Draining a Domestic Plumbing System

draining a plumbing system

If you are planning to leave your house for any length of time, it can be a good idea to completely drain your plumbing system to avoid frozen and burst pipes (especially in houses with older systems). There are also other times when you might need to drain the system and the process is fairly simple.

Draining the Full System

1. Switch off the boiler or immersion heaters, and rake out any solid fuel boilers (allowing it to cool).

2. Turn off the main stopcock in the rising main, and run off all the water from hot and cold taps.

3. If there is a draincock on the rising main, drain the water left in the pipe using that.

4. Flush the toilets.

5. Drain the hot water cylinder.

6. You don’t really need to drain the central heating system, but make sure it contains a suitable antifreeze.

7. It is a good idea to place a note on the boiler or immersion heater to tell you to fill the system before lighting the boiler or switching on the immersion.

Refilling the system

To refill a drained system, close all the taps and draincocks, then open the main stopcock. Keep an eye on the float valves as the system refills to make sure they are working correctly. If you find that your taps are spluttering after the system is refilled, you will need to flush it out with mains pressure. To do this, attach a hose to the tap, and the other end to any tap on the main. Now open both taps and allow the mains pressure to flush out any air pockets.

In an Emergency

In case of emergency, i.e. a leaking pipe or WC, you might need to drain specific parts of the water system.

Draining Cold Water Pipes

– Turn off the main stopcock on the rising main. This will cut off the water to the kitchen taps and all other taps in a direct system.

– Open the taps until all water has drained out.

– In the bathroom, close the valve on the cold feed pipe from the cistern and open all the cold taps in the bathroom. If you can’t find the valve on the cold water cistern, you can tie up the float arm so that it does not refill automatically.

Draining Hot Water Taps

– Turn off the immersion heaters and boilers

– Turn off the valve on the cold feed pipe to the hot water cylinder.
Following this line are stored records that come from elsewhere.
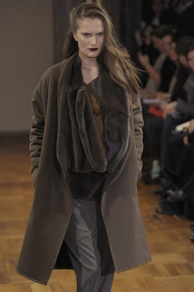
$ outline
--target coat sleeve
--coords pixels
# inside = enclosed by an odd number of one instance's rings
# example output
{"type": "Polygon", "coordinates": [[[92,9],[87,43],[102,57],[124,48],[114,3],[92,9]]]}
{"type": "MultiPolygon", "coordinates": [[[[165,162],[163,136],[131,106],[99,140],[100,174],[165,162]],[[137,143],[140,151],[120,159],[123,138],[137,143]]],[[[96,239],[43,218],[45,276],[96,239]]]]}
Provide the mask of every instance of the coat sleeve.
{"type": "Polygon", "coordinates": [[[37,91],[34,91],[32,102],[32,127],[30,134],[31,174],[34,185],[36,178],[43,139],[45,119],[42,100],[37,91]]]}
{"type": "Polygon", "coordinates": [[[134,104],[136,106],[136,108],[133,110],[133,121],[134,124],[135,146],[139,171],[139,176],[138,178],[139,181],[141,177],[142,165],[141,157],[143,148],[142,128],[144,124],[140,96],[137,96],[136,101],[134,102],[134,104]]]}

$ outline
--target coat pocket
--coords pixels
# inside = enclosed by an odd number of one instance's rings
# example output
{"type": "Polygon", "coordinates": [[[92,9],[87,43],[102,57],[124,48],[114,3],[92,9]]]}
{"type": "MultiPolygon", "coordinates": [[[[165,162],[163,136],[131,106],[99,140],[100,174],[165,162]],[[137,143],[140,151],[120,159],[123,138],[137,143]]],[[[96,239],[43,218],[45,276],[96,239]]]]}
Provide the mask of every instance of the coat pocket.
{"type": "Polygon", "coordinates": [[[38,174],[38,168],[37,167],[36,168],[35,168],[33,171],[33,172],[32,174],[32,179],[33,179],[33,181],[34,188],[35,188],[35,181],[36,181],[36,177],[37,177],[37,175],[38,174]]]}

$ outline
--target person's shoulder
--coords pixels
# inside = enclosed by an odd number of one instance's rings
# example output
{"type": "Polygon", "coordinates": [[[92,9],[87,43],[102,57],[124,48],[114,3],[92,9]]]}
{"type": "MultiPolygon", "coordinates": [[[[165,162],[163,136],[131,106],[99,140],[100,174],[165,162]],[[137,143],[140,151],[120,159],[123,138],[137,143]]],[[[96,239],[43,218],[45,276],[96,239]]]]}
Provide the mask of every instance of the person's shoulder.
{"type": "Polygon", "coordinates": [[[50,67],[44,73],[43,78],[47,80],[58,80],[67,61],[66,59],[50,67]]]}

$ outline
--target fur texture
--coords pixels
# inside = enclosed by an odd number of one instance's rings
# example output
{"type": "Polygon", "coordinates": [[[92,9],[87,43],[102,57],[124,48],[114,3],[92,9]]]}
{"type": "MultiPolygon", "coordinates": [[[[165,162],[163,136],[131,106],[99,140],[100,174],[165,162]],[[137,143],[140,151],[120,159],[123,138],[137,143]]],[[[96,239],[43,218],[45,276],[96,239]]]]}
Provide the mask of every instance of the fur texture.
{"type": "Polygon", "coordinates": [[[100,69],[100,91],[107,145],[105,153],[96,128],[89,98],[83,84],[79,57],[73,66],[68,93],[76,172],[112,172],[130,148],[132,139],[129,104],[126,94],[113,82],[106,70],[100,69]],[[110,90],[110,89],[111,90],[110,90]]]}

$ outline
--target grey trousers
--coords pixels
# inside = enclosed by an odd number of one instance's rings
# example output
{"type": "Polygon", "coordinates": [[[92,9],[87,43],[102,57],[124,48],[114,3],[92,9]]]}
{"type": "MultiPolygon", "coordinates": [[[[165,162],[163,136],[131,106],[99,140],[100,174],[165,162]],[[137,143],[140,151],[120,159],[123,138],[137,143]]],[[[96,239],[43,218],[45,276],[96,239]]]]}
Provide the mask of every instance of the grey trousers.
{"type": "Polygon", "coordinates": [[[73,200],[65,237],[77,278],[77,292],[110,292],[115,272],[100,203],[73,200]]]}

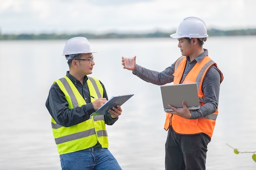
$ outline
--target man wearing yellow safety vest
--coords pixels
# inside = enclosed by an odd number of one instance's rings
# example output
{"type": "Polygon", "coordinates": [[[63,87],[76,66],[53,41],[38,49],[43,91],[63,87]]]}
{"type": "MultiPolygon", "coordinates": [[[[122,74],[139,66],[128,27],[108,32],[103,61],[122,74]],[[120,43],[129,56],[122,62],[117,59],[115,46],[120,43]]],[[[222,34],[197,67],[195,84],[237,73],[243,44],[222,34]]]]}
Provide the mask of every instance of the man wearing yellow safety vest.
{"type": "Polygon", "coordinates": [[[121,107],[91,116],[108,99],[103,84],[87,76],[92,73],[95,52],[86,38],[78,37],[66,42],[63,52],[69,71],[54,82],[46,103],[62,169],[121,170],[108,149],[105,126],[117,120],[121,107]]]}
{"type": "MultiPolygon", "coordinates": [[[[197,83],[201,107],[189,110],[183,102],[183,108],[166,113],[164,129],[168,130],[165,144],[166,170],[205,170],[207,145],[211,141],[218,114],[220,83],[223,75],[203,48],[208,36],[204,22],[196,17],[185,18],[176,33],[182,56],[161,72],[149,70],[135,64],[132,73],[146,82],[162,85],[197,83]]],[[[136,61],[136,56],[135,61],[136,61]]]]}

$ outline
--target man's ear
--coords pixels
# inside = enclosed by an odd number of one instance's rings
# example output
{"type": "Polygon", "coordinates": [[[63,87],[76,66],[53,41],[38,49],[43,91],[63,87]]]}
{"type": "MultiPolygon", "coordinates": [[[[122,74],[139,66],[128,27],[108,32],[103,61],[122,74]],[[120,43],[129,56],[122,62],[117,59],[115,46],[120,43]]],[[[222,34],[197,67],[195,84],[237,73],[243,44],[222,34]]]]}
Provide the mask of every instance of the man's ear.
{"type": "Polygon", "coordinates": [[[78,63],[77,63],[77,62],[76,62],[76,60],[74,60],[72,61],[72,65],[73,65],[74,67],[77,68],[77,64],[78,64],[78,63]]]}
{"type": "Polygon", "coordinates": [[[198,43],[198,39],[196,38],[192,38],[191,39],[193,44],[196,45],[198,43]]]}

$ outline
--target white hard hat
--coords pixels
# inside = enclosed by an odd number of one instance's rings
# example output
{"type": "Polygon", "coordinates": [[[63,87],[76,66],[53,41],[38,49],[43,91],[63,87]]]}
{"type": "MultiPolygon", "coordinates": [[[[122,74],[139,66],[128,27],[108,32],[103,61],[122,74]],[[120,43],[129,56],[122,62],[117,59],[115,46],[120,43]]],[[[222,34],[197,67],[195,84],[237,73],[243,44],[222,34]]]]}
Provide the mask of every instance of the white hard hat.
{"type": "Polygon", "coordinates": [[[93,51],[88,40],[85,37],[76,37],[67,41],[63,49],[63,55],[97,53],[93,51]]]}
{"type": "MultiPolygon", "coordinates": [[[[180,24],[176,33],[170,35],[173,38],[206,38],[208,36],[204,22],[200,18],[193,17],[185,18],[180,24]]],[[[206,39],[203,39],[203,41],[206,41],[206,39]]]]}

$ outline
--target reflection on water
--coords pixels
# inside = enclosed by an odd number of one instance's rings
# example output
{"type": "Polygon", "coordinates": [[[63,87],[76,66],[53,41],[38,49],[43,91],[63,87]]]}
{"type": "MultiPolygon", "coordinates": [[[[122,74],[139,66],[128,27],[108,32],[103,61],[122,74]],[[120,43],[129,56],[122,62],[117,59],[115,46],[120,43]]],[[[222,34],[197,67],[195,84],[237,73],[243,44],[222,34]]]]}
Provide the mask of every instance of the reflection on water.
{"type": "MultiPolygon", "coordinates": [[[[253,169],[255,150],[256,81],[255,37],[213,37],[204,47],[224,75],[219,114],[207,159],[208,170],[253,169]],[[251,59],[251,60],[250,60],[251,59]]],[[[137,63],[161,71],[180,55],[171,38],[92,40],[95,65],[92,76],[109,97],[134,94],[122,107],[119,119],[107,126],[110,151],[124,170],[164,169],[163,111],[160,88],[123,69],[122,56],[136,55],[137,63]]],[[[0,169],[59,170],[59,159],[45,103],[53,81],[65,74],[61,55],[65,40],[0,41],[0,169]],[[10,49],[15,50],[10,50],[10,49]]]]}

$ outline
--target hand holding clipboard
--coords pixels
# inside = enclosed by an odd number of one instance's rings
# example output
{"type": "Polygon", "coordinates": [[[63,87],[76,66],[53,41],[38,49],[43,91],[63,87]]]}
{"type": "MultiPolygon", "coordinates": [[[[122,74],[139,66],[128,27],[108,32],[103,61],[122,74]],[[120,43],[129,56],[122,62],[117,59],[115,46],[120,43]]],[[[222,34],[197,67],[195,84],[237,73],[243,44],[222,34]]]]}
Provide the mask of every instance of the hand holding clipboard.
{"type": "MultiPolygon", "coordinates": [[[[91,115],[92,116],[109,114],[108,112],[112,107],[116,107],[117,105],[121,106],[131,98],[134,95],[124,95],[118,96],[112,96],[101,107],[99,108],[91,115]]],[[[93,97],[94,98],[94,97],[93,97]]]]}

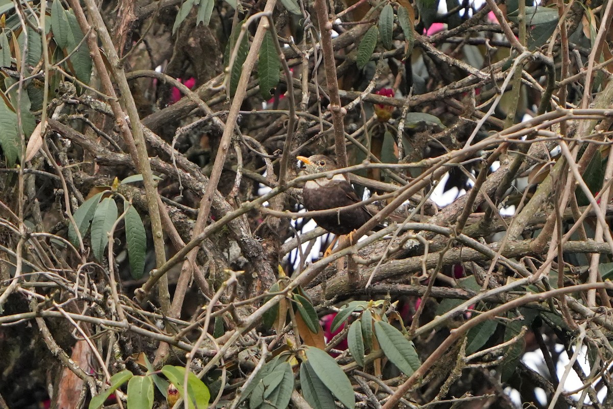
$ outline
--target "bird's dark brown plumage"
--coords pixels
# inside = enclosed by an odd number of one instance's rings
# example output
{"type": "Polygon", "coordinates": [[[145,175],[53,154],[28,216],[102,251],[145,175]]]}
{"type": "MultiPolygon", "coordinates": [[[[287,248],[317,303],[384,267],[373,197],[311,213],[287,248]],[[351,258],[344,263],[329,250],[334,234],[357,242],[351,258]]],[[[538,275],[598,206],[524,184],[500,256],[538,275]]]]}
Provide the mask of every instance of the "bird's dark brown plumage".
{"type": "MultiPolygon", "coordinates": [[[[333,159],[322,155],[309,158],[298,156],[306,164],[309,174],[326,172],[337,168],[333,159]]],[[[322,177],[306,182],[303,190],[304,206],[307,210],[326,210],[359,203],[356,191],[343,175],[332,178],[322,177]]],[[[362,227],[370,220],[372,215],[364,206],[339,210],[335,213],[313,218],[315,223],[330,233],[348,234],[362,227]]]]}

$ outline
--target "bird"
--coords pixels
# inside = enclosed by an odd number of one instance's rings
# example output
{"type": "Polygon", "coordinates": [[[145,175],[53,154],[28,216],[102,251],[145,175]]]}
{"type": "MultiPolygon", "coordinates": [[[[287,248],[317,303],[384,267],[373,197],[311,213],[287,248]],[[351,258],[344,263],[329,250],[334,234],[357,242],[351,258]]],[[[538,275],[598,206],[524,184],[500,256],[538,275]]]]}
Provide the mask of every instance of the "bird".
{"type": "MultiPolygon", "coordinates": [[[[338,169],[336,161],[324,155],[306,158],[297,156],[305,164],[306,174],[326,173],[338,169]]],[[[307,210],[327,210],[349,206],[361,201],[351,183],[343,174],[332,177],[322,177],[305,183],[302,191],[303,204],[307,210]]],[[[337,235],[350,234],[364,226],[373,217],[365,206],[339,209],[335,213],[316,216],[318,226],[337,235]]]]}

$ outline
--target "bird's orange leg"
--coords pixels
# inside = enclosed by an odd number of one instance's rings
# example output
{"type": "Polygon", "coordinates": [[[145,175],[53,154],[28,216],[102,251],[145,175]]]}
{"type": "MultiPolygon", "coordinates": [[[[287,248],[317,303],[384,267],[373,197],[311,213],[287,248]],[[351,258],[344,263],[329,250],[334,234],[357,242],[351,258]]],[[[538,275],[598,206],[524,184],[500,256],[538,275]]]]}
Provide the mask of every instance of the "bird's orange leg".
{"type": "Polygon", "coordinates": [[[330,245],[328,246],[328,248],[326,249],[326,251],[324,252],[324,258],[326,258],[330,254],[332,254],[332,248],[334,247],[334,245],[335,245],[338,241],[338,236],[335,235],[334,239],[332,240],[332,242],[330,243],[330,245]]]}

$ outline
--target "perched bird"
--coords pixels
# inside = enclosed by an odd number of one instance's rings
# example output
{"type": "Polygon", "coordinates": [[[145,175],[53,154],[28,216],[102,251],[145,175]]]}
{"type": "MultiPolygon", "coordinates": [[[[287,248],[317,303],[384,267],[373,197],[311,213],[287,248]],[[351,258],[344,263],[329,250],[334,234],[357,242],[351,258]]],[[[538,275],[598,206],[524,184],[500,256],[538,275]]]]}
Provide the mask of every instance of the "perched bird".
{"type": "MultiPolygon", "coordinates": [[[[323,155],[297,156],[306,165],[306,173],[313,175],[338,169],[334,159],[323,155]]],[[[308,180],[302,191],[307,210],[326,210],[355,204],[361,201],[345,175],[323,177],[308,180]]],[[[349,234],[362,227],[373,215],[364,206],[339,210],[337,213],[313,218],[319,227],[336,235],[349,234]]]]}

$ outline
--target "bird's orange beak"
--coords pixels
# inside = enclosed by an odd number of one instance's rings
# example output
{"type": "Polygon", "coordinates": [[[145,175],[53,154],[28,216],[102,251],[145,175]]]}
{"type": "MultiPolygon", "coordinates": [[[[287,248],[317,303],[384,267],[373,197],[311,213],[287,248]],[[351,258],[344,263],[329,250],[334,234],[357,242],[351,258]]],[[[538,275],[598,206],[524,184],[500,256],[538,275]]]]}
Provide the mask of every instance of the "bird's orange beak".
{"type": "Polygon", "coordinates": [[[307,165],[313,164],[313,162],[308,160],[308,158],[307,158],[306,156],[296,156],[296,159],[297,159],[300,162],[303,162],[305,164],[307,165]]]}

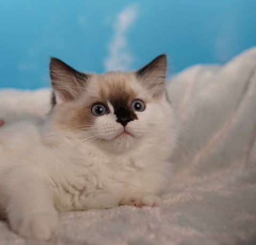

Now run the hot taps until the water stops flowing. At this point the cylinder will still be full.

– If there is no stop valve on the cold feed pipe, tie up the float arm on the storage cistern in the loft, run the cold taps to empty the cistern and then run the hot taps. If you run the hot taps first the cold water from the cistern will flush out all of your hot water in the cylinder.

Draining a WC Cistern

– Tie up the float arm of the WC cistern.

– Flush the WC to empty it.

– If you want to empty the pipe supplying the WC cistern, either turn off the main stopcock (in a direct system) or close the valve on the cold feed pipe from the cold water storage cistern and then follow the steps above to empty the pipes.

Draining the Storage Cistern

– Close the main stopcock on the rising main and open all the cold taps in the bathroom (or hot taps if it is a direct system) until they stop running.

– The water left at the bottom of the storage cistern will need to be bailed out by hand using a jug or other container.